Thursday, May 12, 2005

THE ETHICS OF ABORTION

A controversial topic, to put it mildly.

But one, it seems, I have to tackle for my next series of lectures on Human Intervention in Reproduction. And yes, it includes human cloning too; let's not even go there for the moment.

Depressing, it has been, to read stories of abortion attempts, the heartache of those who have performed the procedure, and the gory details of details of the abortion procedure. Worse still, to stare at pictures so graphic that I can only view the majority of them at home, courtesy of MOE's site blocker.

But what is the end result?
I don't like the labels pro-choice and pro-life, because they imply mutual exclusivity. As in, if you are pro-life, you are against choice and vice versa. Untrue! A person who is pro-life HAS made a choice; that choice is to allow her child to live.

The choice, by the way, is the province of the female; the father of the child has no legal right to prevent an abortion.

Central to the debate are the issues of when does life begin? When is the fetus considered a living being, an individual person and not just a mass of tissue? What about the principle of ensoulment? At what gestational age, if at all, should it be considered to have rights? Should the rights of the fetus to live override the rights of the woman to control over her own life? Who are we to decide, on behalf of the unborn, whether he or she would WANT to come into this world?

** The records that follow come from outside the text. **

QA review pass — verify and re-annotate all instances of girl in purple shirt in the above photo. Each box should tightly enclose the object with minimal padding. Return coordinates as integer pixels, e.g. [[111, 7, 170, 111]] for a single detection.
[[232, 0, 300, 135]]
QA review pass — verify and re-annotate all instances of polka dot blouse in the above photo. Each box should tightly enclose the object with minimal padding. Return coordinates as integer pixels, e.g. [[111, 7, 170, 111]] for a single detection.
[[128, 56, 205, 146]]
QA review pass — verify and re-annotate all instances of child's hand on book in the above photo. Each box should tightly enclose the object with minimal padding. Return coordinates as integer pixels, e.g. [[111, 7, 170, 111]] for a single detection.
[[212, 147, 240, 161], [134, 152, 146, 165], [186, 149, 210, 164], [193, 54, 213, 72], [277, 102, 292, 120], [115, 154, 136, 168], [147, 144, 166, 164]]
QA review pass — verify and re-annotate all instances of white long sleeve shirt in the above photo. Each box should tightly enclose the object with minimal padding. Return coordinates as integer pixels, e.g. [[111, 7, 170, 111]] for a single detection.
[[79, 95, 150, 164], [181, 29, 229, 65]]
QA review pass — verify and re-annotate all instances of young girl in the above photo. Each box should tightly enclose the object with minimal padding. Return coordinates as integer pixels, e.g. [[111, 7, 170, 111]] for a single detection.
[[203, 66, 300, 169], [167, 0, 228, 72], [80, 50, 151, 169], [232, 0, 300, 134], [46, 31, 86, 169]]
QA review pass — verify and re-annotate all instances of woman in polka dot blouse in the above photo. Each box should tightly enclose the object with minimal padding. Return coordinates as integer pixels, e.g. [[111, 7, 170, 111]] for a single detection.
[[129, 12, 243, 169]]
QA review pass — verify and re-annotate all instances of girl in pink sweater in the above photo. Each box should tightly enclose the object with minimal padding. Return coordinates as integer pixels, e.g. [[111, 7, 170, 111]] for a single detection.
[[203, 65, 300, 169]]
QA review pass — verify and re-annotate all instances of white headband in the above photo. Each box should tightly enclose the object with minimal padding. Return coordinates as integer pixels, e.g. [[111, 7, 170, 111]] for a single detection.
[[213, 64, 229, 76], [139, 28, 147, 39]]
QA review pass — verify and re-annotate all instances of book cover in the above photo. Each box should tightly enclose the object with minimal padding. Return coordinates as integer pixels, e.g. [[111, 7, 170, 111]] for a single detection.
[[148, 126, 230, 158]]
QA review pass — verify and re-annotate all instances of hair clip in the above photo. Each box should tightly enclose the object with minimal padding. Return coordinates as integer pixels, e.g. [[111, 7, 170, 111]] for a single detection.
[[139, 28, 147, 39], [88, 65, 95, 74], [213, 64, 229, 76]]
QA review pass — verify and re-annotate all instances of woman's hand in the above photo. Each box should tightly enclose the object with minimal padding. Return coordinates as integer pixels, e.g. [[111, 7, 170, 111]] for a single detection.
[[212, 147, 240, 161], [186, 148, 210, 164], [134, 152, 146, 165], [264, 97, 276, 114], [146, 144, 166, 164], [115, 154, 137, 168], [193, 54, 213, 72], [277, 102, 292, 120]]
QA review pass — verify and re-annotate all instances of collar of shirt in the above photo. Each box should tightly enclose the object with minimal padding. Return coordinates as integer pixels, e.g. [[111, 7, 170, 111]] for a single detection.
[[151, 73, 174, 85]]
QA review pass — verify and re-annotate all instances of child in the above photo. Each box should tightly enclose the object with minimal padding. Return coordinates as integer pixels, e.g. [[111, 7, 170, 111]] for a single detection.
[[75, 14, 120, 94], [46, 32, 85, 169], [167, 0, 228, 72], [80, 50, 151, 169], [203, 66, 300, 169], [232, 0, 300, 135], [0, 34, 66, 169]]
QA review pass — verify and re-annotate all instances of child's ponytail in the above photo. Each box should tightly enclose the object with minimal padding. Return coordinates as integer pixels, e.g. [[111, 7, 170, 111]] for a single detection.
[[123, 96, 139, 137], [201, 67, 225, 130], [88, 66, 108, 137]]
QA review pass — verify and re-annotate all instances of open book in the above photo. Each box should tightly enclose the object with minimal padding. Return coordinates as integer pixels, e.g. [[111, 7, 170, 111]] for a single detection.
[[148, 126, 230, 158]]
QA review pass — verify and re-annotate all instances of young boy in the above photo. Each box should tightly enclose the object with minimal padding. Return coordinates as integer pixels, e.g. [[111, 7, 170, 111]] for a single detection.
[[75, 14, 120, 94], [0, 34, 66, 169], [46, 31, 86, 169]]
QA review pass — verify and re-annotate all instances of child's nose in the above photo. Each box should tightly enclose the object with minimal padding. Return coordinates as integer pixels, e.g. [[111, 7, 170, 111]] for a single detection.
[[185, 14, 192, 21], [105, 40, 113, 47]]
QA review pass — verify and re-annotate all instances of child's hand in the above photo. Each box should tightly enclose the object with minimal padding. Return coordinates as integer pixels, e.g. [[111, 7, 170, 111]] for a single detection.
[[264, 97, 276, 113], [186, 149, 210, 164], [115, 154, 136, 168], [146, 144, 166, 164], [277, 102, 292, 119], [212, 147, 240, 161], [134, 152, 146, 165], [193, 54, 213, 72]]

These are not easy questions, and they do not have easy answers. I, as a biologist, am hesistant to allow science to define my morality. Is it only because medical technology can help a 24 week old fetus to live ectogenically that we consider that fetus a human and anything before not?

I can only say this: I cannot consider abortion acceptable. Two wrongs do not make a right; even if the child was conceived as a result of rape or incest, it cannot, cannot, cannot be made right by the killing of the fetus. Each individual is unique, special loved and has an indwelling purpose supplied by God; who are we to prematurely snuff out their destinies? Remember the words of God to Jeremiah, when he felt inadequate to carry the Word of God:
"Before I formed you in the womb I knew you; Before you were born I sanctified you; I ordained you a prophet to the nations." - Jeremiah 1:5

Let the unchanging Word of God be my basis, in this as in all others. Amen.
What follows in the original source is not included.